Reporting. An ORM platform needs to provide timely and accurate information to risk managers, risk owners in lines of business, senior and executive management, board, and external constituencies such as auditors and regulators. ORM reports enable management to maintain risk at appropriate levels within line of business, escalate issues and provide consistent data aggregation across business roles and functions. With improved visibility into its risk environment, an organization is in a position to make risk intelligent business decisions. The ORM platform needs to support a variety of ORM reports including high-level dashboards, risk models, and detailed reports. It has to be able to aggregate data across business entities, relationships, risk categories, event types, and time periods.
- Extensible & flexible platform. One size fits all does not apply for an ORM process. Organizations need an adaptable solution and process to meet specific needs, taking into account corporate governance including corporate policies and procedures. When choosing a technology platform organizations need to pick an application that can adjust to its process as opposed to adjusting processes to fit the application. Important areas for extensibility include
- Business hierarchy. Multiple hierarchies (legal, finance, organizational), multiple levels (with no limit), and asymmetrical hierarchies are all essential to conform ORM to the business.
- Localization. As most firms operate in a number of localities around the world, many of which have their own local reporting needs, it is essential that the technology solution you choose can be deployed enterprise-wide and can be effective across all geographies and business functions.
- Risk Framework. The ORM platform must be able to adapt to different risk categorization, taxonomies, measurement schemes, and evolve as risk processes mature over time.
Which vendors provide this breadth and depth of ORM functionality?
Only a handful – and many are still growing to achieve this vision. ORM vendors that I have deep respect for in the ORM area include BWise, CURA, MEGA, OpenPages, and Texert. Each of these vendors has proven capabilities to handle multiple frameworks and integrated processes for ORM.

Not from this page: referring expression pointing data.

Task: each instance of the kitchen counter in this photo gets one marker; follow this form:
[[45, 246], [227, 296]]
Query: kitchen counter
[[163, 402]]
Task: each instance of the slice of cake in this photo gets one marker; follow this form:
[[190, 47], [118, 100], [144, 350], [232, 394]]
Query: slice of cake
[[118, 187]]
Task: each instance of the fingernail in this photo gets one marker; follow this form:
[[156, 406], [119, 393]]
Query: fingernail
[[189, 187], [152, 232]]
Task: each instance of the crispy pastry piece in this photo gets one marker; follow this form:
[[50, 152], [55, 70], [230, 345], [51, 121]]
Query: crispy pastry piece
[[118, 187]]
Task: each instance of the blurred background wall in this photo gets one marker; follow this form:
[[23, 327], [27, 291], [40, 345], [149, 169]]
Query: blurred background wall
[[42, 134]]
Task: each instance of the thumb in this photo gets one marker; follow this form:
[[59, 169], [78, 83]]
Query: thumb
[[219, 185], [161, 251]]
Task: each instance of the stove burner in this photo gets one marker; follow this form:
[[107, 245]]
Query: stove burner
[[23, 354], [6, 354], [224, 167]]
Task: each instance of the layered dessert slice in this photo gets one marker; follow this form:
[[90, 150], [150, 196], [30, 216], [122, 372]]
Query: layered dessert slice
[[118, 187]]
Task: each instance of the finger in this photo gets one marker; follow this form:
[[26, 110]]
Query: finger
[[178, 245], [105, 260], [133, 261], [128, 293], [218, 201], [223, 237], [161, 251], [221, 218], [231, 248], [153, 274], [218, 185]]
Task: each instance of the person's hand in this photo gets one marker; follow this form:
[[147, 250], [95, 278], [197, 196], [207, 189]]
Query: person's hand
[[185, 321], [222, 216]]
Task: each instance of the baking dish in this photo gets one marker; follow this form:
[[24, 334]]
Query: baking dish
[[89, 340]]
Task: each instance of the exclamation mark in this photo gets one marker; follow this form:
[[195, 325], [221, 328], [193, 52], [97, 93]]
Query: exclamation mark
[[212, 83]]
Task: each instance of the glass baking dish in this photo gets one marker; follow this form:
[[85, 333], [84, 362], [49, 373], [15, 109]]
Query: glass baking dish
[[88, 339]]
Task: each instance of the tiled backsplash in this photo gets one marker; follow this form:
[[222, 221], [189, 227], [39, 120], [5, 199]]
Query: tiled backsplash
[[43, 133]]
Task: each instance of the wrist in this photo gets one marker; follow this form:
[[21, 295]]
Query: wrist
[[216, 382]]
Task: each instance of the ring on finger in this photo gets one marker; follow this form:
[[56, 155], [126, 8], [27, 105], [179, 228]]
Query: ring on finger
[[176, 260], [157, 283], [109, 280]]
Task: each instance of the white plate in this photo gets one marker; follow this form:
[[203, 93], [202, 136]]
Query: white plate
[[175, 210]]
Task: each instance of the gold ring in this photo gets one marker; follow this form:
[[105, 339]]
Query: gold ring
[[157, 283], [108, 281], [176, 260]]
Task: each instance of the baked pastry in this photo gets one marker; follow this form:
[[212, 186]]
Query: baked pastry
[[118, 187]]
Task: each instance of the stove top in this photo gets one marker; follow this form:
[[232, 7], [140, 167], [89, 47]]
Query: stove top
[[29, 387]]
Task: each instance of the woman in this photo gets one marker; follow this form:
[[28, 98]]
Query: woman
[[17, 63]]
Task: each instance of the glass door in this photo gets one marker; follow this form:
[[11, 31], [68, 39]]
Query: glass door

OpenPages has given a lot of development and thought to the integration of loss information this past year that has recently impressed me. It is impossible to model risk without understanding where your most significant issues have been – historical trends do have an important place in risk modelling. BWise and MEGA have carried the torch in quantitative risk modelling – though not every organization needs this, while some will use an external application or spreadsheet for complex risk modelling.
There are indusry specific ORM solutions for financial services from vendors such as Algorithmics,Oracle Financial Services Suite, and SAS. However, these solutions tend to be more rigid and lack on the extensible/flexible platform requirement. I have had a deep respect for Ci-3 as well over the years but am waiting to see where this heads under the Wolters Kluwer acquisition.